Ютландская битва закончилась… Результат ее весьма спорный. Англичан погибло в три раза больше, чем немцев, но в решительный момент боя немецкому флоту удалось уйти. Британский Гранд Флит был намного мощнее, но им не повезло в том бою. Многие дредноуты получили страшные повреждения, и до конца войны так и не вышли из ремонта. Другие тоже, по большей части, простояли в базах. Немецкий флот, после падения Германии, достался в основном англичанам. И другие союзники взяли себе кое-какие корабли. Но лучшую часть Флота Открытого моря немецкие моряки затопили сами. Последний из тех великолепных гигантов, сверхдредноут «Остфрисланд», который достался американцам, был отдан в середине 20-х годов, для отработки авиаударов.
Давно не крашенный корабль, который еще десять лет назад был гордостью Кайзеровского флота и верхом инженерной мысли, вывели в море, и в течение нескольких дней бомбили с самолетов. Кстати, долго не могли утопить, хотя он был совершенно неподвижен и беззащитен. Но утопили. Американцы.
(разводит руками)
(небольшая пауза)
Сейчас будет опять графоманский текст. Но мне хочется немножко образности.
Мне чудится, что моряки, погибшие в боях, те, что не опустили своих флагов, попадают в какое-то такое пространство, где тихо. Где их одежда, лица и тела не искалечены огнем и осколками снарядов. Где они сидят, каждый в парадной форме своей страны и времени, с нашивками и медалями. Сидят и курят.
В море на корабле всегда не хватает сигарет.
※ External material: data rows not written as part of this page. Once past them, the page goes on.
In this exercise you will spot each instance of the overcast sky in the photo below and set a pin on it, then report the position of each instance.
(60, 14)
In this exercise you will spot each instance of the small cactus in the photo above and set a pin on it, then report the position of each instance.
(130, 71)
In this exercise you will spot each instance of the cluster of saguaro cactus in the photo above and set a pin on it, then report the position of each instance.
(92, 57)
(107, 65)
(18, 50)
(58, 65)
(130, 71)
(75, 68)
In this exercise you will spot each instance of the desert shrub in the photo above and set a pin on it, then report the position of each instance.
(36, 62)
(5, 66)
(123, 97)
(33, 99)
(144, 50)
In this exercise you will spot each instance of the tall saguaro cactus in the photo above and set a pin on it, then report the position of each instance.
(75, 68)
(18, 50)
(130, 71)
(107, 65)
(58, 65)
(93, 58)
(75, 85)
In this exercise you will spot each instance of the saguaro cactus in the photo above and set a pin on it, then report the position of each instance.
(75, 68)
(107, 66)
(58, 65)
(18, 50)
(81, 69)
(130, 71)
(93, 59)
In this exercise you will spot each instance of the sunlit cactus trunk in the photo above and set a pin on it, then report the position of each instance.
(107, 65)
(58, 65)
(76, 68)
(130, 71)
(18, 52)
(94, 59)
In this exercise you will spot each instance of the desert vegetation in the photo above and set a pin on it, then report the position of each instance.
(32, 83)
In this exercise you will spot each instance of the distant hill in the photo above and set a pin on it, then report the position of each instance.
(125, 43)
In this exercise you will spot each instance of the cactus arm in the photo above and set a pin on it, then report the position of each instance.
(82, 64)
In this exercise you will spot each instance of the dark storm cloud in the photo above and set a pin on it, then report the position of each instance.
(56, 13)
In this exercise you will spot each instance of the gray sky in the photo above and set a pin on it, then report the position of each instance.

А в бою, даже если сигареты есть, то курить некогда, а очень хочется. И эти моряки погибали с неудовлетворенным желанием закурить. А там они сидят и курят. И сигарет достаточно. А у тех, кто курит трубки – трубки целы и табаку довольно. Ну а те, кто не курили… те так сидят. Нормально.
И они молчат, не плачут, не смеются, не скучают – сидят и смотрят… куда-то. А когда к ним присоединяются вновь прибывшие, все оглядываются на них, мол, откуда вы? С подводной лодки? Закуривайте… Им хорошо.
Среди них моряки из орудийного расчета башни Q крейсера британского «Тайгер», которые задраились в отсеке, и чтобы огонь не перекинулся дальше, затопили свой отсек. Когда их нашли, они, мертвые, обгорелыми руками крепко сжимали рукоятки механизмов, которыми задраиваются двери. Там же сидят матросы машинного отделения немецкого тяжелого крейсера «Зейдлиц», который получил такие пробоины от снарядов, выпущенных с «Куин Мери» и других британских кораблей, что в течение всего боя медленно тонул, терял ход, но из боя не вышел. А потом, уже почти совсем уходя под воду, дошел до базы. Трюмные машинисты работали по грудь в горячей воде, умирали, а на смену им шли другие. Как можно было там покурить. А теперь они сидят и курят…
А ты идешь, каким-нибудь жарким летним днем, идешь по центральной улице… города. Жара, люди сидят под зонтиками, чего-то выпивают. А ты идешь, в руке бутылка какого-то напитка с газом. Вокруг город… И вдруг видишь, как сквозь дома и деревья, сквозь тебя идут полупрозрачные корабли. Ватерлинии где-то на уровне четвертого этажа, а еще выше – пушки, мачты, флаги, вдоль бортов стоит команда в белоснежной форме. Проходит одни, другой, третий, и только легкий ветерок шевелит волосы. Ветерок, которого на самом деле нет. Волосы сами шевелятся от этого зрелища. Это идут британские дредноуты.